„Die Ergebnisse haben uns nicht gerade in die Karten gespielt“, weiß Reiner Scheu, dass der FC 08 Villingen in Sachen Oberliga-Klassenerhalt noch nicht am sicheren Ufer ist. Dies könnte sich am Mittwoch ändern.
Die Konkurrenz aus Südbaden, Württemberg und Baden punktete also fleißig am 28. Spieltag, dagegen brachten die Nullachter beim 1:2 in Pforzheim nichts Zählbares mit in den Friedengrund. „Alle Teams, außer Schlusslicht Freiburg, wehren sich heftig gegen den Abstieg“, ist der 08-Coach besonders vom 1:1 der Offenburger bei Ligaprimus Stuttgart beeindruckt.
40 Punkte
Derzeit sieht es danach aus, dass drei oder sogar nur zwei Teams – sollte der BW-Tabellenzweite über die Aufstiegsrelegation den Sprung in die vierthöchste Klasse Deutschlands schaffen, in die Verbandsligen absteigen müssen. „Die Regionalliga Südwest spielt im Sinne unserer Oberliga“, will Scheu nun am Mittwoch (19 Uhr) mit einem Dreier im Heimspiel gegen Reutlingen den vielleicht entscheidenden Schritt in Richtung Klassenerhalt machen.
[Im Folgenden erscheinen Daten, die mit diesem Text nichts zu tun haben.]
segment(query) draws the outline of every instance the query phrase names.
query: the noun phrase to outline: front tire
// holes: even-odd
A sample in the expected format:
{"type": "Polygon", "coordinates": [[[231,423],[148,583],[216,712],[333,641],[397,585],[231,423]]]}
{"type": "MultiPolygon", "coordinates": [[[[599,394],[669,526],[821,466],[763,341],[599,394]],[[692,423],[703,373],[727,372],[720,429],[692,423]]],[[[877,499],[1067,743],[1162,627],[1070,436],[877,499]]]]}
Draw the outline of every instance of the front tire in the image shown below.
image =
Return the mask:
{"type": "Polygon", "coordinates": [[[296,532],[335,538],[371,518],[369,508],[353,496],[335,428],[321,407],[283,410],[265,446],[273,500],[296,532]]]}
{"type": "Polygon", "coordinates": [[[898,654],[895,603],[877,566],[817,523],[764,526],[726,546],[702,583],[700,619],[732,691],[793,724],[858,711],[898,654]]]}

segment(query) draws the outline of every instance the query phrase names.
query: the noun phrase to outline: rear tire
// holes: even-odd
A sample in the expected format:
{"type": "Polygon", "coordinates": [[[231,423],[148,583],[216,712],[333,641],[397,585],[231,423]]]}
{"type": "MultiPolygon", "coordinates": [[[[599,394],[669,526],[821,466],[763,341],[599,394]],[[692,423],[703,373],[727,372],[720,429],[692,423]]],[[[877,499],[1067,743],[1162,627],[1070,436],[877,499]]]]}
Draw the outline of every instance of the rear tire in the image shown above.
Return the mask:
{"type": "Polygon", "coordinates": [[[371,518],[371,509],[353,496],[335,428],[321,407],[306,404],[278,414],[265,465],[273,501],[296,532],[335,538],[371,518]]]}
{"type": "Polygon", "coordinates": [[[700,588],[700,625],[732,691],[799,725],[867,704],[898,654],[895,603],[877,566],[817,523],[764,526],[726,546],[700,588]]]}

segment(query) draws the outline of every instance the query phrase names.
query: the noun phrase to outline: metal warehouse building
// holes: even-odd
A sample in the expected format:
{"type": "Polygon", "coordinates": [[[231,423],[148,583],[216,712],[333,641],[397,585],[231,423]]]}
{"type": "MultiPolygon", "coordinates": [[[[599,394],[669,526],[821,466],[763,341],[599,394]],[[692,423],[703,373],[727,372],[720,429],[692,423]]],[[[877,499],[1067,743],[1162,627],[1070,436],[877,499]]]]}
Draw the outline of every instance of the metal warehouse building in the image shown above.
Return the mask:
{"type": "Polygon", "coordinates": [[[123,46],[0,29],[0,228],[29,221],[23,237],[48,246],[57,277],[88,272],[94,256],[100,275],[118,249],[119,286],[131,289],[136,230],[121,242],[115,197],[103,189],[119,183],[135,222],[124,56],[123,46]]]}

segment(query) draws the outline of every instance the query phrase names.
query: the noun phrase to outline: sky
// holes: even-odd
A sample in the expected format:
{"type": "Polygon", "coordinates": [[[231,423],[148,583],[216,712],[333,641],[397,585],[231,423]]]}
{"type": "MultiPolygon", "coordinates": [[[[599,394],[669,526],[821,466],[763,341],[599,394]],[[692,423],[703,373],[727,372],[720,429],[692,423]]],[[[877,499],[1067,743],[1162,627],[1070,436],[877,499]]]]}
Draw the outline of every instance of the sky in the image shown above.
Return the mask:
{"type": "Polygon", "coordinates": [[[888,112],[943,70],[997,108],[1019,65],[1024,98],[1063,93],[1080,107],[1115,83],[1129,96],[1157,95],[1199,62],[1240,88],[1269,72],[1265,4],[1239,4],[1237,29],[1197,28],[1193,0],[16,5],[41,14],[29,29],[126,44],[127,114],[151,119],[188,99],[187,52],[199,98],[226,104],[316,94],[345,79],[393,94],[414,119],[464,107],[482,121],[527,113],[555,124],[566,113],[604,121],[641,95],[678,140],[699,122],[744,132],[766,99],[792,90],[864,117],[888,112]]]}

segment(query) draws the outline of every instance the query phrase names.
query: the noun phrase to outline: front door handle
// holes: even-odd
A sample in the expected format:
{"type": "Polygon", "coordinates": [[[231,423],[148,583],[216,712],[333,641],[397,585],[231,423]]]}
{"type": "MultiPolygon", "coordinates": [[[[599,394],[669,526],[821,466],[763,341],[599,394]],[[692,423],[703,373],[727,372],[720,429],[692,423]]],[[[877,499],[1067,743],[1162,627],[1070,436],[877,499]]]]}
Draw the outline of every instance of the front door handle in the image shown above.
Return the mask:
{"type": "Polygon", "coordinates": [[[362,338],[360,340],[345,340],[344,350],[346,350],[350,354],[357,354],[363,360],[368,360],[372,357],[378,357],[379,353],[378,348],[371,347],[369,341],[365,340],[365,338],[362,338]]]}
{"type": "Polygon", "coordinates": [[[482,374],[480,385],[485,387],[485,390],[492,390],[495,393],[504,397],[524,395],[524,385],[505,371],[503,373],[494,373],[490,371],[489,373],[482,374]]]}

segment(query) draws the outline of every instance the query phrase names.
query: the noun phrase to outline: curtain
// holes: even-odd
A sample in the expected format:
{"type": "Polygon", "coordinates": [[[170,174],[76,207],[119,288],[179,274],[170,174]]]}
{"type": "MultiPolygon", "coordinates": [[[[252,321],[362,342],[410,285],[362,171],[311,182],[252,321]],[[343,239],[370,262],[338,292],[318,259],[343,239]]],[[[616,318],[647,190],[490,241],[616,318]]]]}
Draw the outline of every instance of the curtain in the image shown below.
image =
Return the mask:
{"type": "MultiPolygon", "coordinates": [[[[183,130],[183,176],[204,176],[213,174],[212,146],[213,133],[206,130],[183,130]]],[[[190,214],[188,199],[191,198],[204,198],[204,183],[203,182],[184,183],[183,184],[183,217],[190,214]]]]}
Dann hätten die Nullachter (8./37 Punkte) die Marke von 40 Zählern erreicht. „Das könnte reichen“, vermutet der 68-Jährige.
Dünner Kader
Dafür müsse sein Team aber im Vergleich zum Pforzheim-Spiel aber über 90 Minuten vor allem in Sachen „Laufbereitschaft“ und „Schnelligkeit“ eine konstantere Leistung abrufen. „Man merkt schon, dass unser Kader sehr dünn geworden ist. Zudem macht sich das Fehlen von Jonas Brändle sehr bemerkbar“, betont Scheu. Der Außenbahnspieler soll am Dienstag in München am Kreuzband operiert werden. Danach soll nicht nur Brändle bald seinen Vertrag verlängern. „Ich gehe davon aus, dass alle Spieler bleiben wollen“, erwartet Reiner Scheu, dass nach Spielführer Tevfik Ceylan auch zeitnah weitere Spieler ihre im Sommer auslaufenden Kontrakte verlängern. Torjäger Ibrahima Diakité will sich aber erst nach der Runde entscheiden.
Offenburg-Coup
Unterdessen könnte es im Kampf gegen den Abstieg nicht spannender zugehen. Der Offenburger FV (14./31 Punkte) bestätigte die gute Form mit einem überraschenden 1:1 bei Spitzenreiter Stuttgarter Kickers. Nach der Punkteteilung vor 3660 Zuschauern im Gazi-Stadion war Kickers-Coach Mustafa Ünal enttäuscht: „Natürlich wollten wir mehr und sind mit dem Unentschieden nicht zufrieden, aber wir sind immer noch acht Punkte vorne. Mein Glaube an das Team ist riesengroß. Wir werden alles reinhauen.“ Kickers-Sportdirektor Marc Stein stellte klar: „Wir sind noch nicht in der Regionalliga.“ Dagegen freute sich OFV-Trainer Sascha Ruf, dass sein Matchplan unterhalb des Fernsehturms aufging: „Wir wollten zunächst die Null halten und dann die Nadelstiche setzen.“
Lust & Frust
Auch die TSG Backnang (17./29) schöpft nach dem 2:1 gegen den SV Oberachern (10./36), dem Gegner des FC 08 Villingen am 3. Juni im SBFV-Pokalfinale in Emmendingen, neue Hoffnung in Sachen Klassenerhalt. “Wir konnten einen absolut verdienten Heimsieg einfahren. Die zuletzt starken Oberacherner konnten uns nichts entgegensetzen“, freute sich TSG-Trainer Mario Klotz über den extrem wichtigen Dreier.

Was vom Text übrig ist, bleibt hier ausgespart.